Since acquiring the property from the state in 1980, the National Park Service has restored the house and its interior to its original condition. It is now open to the public. Although O'Neill originally purchased 158 acres of land, the present site administered by the Park Service is 13 acres. A swimming pool below the house is shaded by pines and redwood trees that the O'Neills planted, and there are the remnants of a grove of almond and walnut trees.

"It was in pretty bad shape from neglect when we took over," said Craig Dorman, the Park Service resident ranger who is in charge of the property and who has also supervised restoration work on the house and grounds during the last five years.

Search for Furniture

The house remains unfurnished while an effort is made to locate furniture of the period when the O'Neills lived here. While the National Park Service is responsible for the operation of the site, it has a cooperative agreement with the Eugene O'Neill Foundation, which is responsible for planning and programming activities related to the performing arts. Among the foundation's future plans is development of an arts center with a residential program. Another is to establish a research and conference center with a major theater library for the study of the American theater and the life and work of Eugene O'Neill.

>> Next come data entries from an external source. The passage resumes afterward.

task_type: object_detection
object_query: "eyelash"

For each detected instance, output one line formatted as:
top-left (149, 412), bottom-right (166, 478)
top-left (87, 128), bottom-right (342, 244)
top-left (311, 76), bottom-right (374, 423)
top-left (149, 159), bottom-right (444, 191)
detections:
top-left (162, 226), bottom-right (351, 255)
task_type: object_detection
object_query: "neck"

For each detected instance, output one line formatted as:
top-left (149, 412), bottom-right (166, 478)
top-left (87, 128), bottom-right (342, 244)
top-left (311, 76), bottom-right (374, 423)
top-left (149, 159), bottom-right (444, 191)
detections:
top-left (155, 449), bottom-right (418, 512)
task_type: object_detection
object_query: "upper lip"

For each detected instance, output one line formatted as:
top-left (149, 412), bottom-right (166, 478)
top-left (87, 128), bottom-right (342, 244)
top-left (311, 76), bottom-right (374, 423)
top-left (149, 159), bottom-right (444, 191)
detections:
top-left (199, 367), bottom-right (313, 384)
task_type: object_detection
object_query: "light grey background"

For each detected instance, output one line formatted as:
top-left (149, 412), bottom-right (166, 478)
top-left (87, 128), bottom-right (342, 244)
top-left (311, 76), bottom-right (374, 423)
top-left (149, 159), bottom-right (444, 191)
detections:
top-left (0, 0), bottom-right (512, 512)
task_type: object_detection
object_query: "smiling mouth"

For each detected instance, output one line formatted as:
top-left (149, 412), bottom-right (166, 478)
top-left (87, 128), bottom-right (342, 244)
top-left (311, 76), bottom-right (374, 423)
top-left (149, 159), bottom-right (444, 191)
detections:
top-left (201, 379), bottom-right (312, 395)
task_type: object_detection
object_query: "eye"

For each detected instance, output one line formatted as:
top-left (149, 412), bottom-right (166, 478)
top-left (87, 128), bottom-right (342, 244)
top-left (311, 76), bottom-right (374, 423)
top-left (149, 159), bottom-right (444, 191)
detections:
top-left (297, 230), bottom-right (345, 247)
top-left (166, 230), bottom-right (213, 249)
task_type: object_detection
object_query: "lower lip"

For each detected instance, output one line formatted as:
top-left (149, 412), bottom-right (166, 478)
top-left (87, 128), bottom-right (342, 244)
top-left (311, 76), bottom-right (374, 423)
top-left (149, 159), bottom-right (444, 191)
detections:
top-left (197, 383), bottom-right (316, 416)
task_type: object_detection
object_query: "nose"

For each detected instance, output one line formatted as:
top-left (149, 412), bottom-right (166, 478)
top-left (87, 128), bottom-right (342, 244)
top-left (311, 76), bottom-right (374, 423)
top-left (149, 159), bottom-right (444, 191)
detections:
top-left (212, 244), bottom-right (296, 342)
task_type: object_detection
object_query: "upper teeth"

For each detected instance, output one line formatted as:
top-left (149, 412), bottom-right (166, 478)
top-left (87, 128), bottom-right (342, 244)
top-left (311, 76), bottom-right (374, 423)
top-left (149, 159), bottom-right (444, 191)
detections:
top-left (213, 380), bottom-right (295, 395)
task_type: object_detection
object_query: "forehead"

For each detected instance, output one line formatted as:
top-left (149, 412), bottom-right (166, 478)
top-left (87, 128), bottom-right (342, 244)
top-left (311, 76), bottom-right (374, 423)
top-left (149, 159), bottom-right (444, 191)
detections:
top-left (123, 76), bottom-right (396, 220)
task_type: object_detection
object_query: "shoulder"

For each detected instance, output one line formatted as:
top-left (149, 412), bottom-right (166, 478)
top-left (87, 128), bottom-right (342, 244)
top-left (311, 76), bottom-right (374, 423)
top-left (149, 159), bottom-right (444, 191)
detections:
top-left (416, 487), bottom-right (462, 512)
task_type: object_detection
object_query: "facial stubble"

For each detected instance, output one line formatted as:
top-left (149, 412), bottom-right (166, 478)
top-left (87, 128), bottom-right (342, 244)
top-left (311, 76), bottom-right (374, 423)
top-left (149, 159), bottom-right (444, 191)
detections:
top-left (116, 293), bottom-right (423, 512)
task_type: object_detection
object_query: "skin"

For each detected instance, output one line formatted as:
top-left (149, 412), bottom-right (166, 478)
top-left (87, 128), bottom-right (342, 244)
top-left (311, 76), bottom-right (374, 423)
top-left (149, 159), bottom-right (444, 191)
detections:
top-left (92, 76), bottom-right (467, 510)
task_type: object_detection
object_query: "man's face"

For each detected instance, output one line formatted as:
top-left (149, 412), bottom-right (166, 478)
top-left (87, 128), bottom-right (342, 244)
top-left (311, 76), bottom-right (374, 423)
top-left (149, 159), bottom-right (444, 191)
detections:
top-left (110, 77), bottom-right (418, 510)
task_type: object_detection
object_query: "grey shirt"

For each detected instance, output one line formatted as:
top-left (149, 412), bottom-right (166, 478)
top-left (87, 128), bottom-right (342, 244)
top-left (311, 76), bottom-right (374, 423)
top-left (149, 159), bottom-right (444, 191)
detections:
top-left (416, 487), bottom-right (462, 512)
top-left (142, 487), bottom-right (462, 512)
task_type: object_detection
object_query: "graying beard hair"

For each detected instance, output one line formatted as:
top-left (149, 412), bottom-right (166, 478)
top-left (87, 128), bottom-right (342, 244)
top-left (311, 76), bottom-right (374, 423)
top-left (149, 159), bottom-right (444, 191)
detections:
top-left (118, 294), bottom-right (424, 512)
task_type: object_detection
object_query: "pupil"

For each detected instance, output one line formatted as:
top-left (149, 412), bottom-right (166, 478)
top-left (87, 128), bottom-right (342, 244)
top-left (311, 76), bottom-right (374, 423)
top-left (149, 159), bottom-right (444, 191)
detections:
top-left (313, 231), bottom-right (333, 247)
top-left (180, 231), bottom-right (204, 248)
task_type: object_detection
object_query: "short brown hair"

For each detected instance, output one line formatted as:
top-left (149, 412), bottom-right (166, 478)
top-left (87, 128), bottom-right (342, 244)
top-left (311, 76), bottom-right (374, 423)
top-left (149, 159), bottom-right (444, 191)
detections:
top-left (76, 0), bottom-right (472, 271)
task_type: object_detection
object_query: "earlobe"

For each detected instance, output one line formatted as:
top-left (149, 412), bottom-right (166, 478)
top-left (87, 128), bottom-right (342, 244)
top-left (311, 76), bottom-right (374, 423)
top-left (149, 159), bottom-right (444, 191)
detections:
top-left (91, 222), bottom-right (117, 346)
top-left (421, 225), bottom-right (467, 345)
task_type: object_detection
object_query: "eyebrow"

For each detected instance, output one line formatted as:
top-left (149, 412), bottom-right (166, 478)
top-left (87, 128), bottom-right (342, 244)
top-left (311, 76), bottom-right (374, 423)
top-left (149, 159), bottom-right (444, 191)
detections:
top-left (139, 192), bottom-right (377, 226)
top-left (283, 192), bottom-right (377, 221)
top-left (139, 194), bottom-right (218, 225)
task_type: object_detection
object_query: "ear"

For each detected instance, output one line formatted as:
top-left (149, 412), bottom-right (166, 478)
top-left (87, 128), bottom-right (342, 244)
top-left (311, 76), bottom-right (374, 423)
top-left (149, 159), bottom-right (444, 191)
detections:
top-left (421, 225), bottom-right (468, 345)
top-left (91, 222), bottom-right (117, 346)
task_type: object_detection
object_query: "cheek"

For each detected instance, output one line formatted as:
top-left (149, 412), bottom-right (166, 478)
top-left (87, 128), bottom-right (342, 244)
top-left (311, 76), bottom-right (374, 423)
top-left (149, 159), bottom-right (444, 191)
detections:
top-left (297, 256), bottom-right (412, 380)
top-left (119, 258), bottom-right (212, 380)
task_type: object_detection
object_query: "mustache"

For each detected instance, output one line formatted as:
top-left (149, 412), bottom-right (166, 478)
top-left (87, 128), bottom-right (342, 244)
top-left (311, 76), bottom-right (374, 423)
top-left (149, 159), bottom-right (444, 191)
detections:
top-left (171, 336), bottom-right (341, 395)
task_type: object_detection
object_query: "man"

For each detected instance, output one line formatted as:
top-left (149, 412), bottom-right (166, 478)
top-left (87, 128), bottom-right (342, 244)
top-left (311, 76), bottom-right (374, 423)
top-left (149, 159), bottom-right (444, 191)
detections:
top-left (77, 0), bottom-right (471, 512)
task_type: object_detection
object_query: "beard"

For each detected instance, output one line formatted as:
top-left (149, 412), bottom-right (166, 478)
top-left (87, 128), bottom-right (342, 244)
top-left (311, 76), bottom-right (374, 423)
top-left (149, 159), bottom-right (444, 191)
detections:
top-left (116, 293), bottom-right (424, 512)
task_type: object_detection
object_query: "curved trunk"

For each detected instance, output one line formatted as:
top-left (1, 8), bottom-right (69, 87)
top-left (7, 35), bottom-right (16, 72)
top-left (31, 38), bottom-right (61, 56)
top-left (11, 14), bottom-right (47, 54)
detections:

Travis Bogard, a vice president of the foundation, is a professor of dramatic art at UC Berkeley, where he teaches a course on O'Neill and his work.

Bogard is the author of "Contour in Time--The Plays of Eugene O'Neill" (Oxford University Press, 1972), which is a critical study of O'Neill's work.

"In the 30 years of his creative life, O'Neill completed the drafts of 62 plays," Bogard said. "Eleven were destroyed, and of those remaining over half contain discernible autobiographical elements."

In his book, Bogard wrote: "His was, in part, a quest for identity. . . . O'Neill used the stage as his mirror, and the sum of his work comprises an autobiography. In many of his plays, with a bold directness of approach, he drew a figure whose face resembled his own, and whose exterior life barely concealed a passionate, questing, inner existence. Around this figure, he grouped other characters who served as thin masks for members of his close family and for his friends and significant acquaintances."

Eugene O'Neill was born Oct. 16, 1888, in New York City. His father, James O'Neill, was a well-known actor who became typecast as Edmond Dantes in "The Count of Monte Cristo," a role he played for 25 years and came to detest. Eugene's mother, Ella, became addicted to morphine prescribed to her to alleviate complications from Eugene's difficult childbirth.

Search for Gold

The future playwright married Kathleen Jenkins in 1909, leaving her to search for gold in Honduras. A year later, he signed on as a sailor on a Norwegian square rigger. He became a beach bum in Buenos Aires and continued a dissolute life after returning to New York, living in squalid hotels and spending most of his time in cheap saloons patronized by the dregs of society. Kathleen divorced him and was left to raise their young son, Eugene Jr., who would commit suicide at 40.